The organization was also working to improve the formality of decision making around significant investments. The intention was to support better analysis of options and more thorough review and deliberation as an executive team. While an initial presentation making the case for investment had been reviewed with the executive, there was a desire for a more robust exploration of the opportunity through development of a formal business case. Development of the business case was also intended to serve as a model that could be adapted and applied in future organizational decisions.
What We Did
Our approach to business case development involved an adaptive process of facilitation, options exploration and modelling and development of the final business case.
The work started with an exploration of the work done to date, including a review of previous research, discussions, draft reports and delivered presentations. An intensive exploration of the opportunity with a core business case team quickly revealed that wholesale replacement of input sourcing was likely not a desirable option; the organization would be trading off the risk of continued reliance on a single source of supply from the third-party supplier to themselves. It also identified several other viable options to explore that would meet the organization’s objectives of improving control over supply quality, diversifying sources of supply and ensuring a steady input stream into their manufacturing operation.
We worked with the organization to develop each option. We worked through a strategic definition of each opportunity, and estimation of the potential costs and benefits of each of the options under consideration. We also developed and modelled less tangible and more qualitative impacts that should still be factors in the overall decision making process.
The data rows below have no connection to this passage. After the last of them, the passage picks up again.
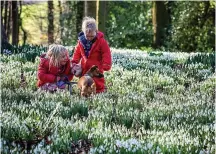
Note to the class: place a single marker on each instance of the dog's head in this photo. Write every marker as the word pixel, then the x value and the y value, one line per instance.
pixel 94 71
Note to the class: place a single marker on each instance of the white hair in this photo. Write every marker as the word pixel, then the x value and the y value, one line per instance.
pixel 89 25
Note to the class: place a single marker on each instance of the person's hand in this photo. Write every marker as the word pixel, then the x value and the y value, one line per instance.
pixel 76 70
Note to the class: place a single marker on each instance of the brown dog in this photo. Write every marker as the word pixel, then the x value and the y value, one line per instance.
pixel 86 83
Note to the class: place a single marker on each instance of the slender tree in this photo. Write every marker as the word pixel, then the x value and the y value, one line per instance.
pixel 6 14
pixel 15 27
pixel 2 7
pixel 50 22
pixel 160 21
pixel 21 24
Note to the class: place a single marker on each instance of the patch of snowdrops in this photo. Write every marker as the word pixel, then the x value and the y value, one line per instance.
pixel 156 103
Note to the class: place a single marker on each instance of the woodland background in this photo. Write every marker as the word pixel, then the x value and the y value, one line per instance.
pixel 187 26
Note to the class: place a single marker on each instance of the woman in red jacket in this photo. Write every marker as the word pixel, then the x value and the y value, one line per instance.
pixel 92 49
pixel 54 69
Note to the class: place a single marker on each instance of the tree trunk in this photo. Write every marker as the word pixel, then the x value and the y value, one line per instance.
pixel 2 7
pixel 90 9
pixel 21 25
pixel 102 16
pixel 15 27
pixel 5 15
pixel 8 26
pixel 160 21
pixel 50 22
pixel 79 15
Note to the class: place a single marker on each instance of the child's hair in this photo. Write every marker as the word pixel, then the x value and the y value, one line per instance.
pixel 54 52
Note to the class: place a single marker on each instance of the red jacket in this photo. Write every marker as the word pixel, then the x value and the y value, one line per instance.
pixel 48 75
pixel 99 55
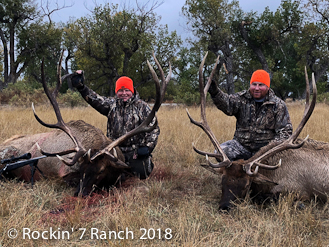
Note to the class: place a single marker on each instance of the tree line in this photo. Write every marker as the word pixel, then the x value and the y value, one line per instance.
pixel 112 42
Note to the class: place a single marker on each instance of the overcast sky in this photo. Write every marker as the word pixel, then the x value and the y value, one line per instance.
pixel 170 10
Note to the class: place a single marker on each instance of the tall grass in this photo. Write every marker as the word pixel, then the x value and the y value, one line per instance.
pixel 177 204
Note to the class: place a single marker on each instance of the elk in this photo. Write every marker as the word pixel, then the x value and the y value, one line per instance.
pixel 304 169
pixel 95 161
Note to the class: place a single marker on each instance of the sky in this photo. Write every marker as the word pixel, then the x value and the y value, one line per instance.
pixel 170 10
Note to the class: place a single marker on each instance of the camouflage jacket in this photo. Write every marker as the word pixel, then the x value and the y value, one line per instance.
pixel 123 117
pixel 257 123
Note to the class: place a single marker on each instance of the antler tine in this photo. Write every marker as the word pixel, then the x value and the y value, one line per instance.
pixel 288 144
pixel 60 124
pixel 203 124
pixel 145 125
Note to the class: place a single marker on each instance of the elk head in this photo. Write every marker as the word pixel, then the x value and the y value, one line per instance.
pixel 237 176
pixel 99 166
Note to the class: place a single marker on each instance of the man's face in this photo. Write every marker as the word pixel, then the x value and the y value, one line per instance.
pixel 124 94
pixel 258 90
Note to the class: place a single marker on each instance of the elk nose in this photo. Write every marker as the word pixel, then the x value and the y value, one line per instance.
pixel 226 206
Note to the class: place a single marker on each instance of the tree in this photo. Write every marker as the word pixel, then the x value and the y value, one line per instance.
pixel 211 22
pixel 27 39
pixel 273 38
pixel 14 17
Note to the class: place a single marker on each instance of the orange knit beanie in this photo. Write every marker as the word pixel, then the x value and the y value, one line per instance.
pixel 261 76
pixel 124 82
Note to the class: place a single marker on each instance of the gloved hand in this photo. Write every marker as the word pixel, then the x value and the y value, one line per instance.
pixel 77 80
pixel 143 151
pixel 213 89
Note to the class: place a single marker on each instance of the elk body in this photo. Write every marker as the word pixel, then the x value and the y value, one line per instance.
pixel 304 169
pixel 76 151
pixel 99 174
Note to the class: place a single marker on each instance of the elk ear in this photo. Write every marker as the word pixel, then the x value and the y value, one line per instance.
pixel 261 179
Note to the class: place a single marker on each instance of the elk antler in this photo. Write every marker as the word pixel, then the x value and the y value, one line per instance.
pixel 145 125
pixel 80 151
pixel 203 124
pixel 288 143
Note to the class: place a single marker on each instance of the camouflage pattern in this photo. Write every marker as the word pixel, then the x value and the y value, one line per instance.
pixel 235 151
pixel 123 117
pixel 257 123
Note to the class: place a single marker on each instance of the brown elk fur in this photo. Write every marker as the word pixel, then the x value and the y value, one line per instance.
pixel 56 141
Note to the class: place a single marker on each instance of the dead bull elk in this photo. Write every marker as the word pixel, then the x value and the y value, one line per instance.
pixel 304 169
pixel 95 161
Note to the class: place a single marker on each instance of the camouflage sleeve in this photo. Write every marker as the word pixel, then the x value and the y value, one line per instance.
pixel 99 103
pixel 283 128
pixel 150 138
pixel 229 104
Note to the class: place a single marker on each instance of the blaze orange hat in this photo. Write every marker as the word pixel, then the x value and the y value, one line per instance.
pixel 261 76
pixel 124 82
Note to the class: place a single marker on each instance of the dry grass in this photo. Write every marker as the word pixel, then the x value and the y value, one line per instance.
pixel 179 195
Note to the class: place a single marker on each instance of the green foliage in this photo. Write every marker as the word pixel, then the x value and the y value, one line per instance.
pixel 22 94
pixel 188 98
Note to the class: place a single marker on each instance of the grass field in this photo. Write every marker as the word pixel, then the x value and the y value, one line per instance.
pixel 176 206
The overall business case was compiled and developed, including development of detailed and summary narratives. This provided a record of developed assumptions going into the decision making process, while also supporting presentation and review by an executive audience.
One of the most intriguing parts of this engagement was the development of multiple viable, realistic options for the proposed investment. While many businesses cases present their preferred option, a non-viable status quo and one or two other less-likely strategies for consideration, this one did not. Each option was a realistic and potential solution to the organization’s problem. Consideration of the most appropriate solution literally required doing the work; we needed to model the solutions, develop realistic conceptual estimates of costs and benefits, and do the comparative analysis to figure out which one best satisfied the organization’s goals in a cost-effective manner.
While the organization ultimately opted to defer the investment and invest in improvements in the existing supplier relationship in the short-term, the overall engagement was considered to be a significant success. The business case demonstrated what was possible in reviewing and considering investment decisions. The developed business case continued to serve as a model for future projects, and has continued to be used as a reference. Most satisfying, we were able to transfer knowledge to support the development of future business cases to internal staff.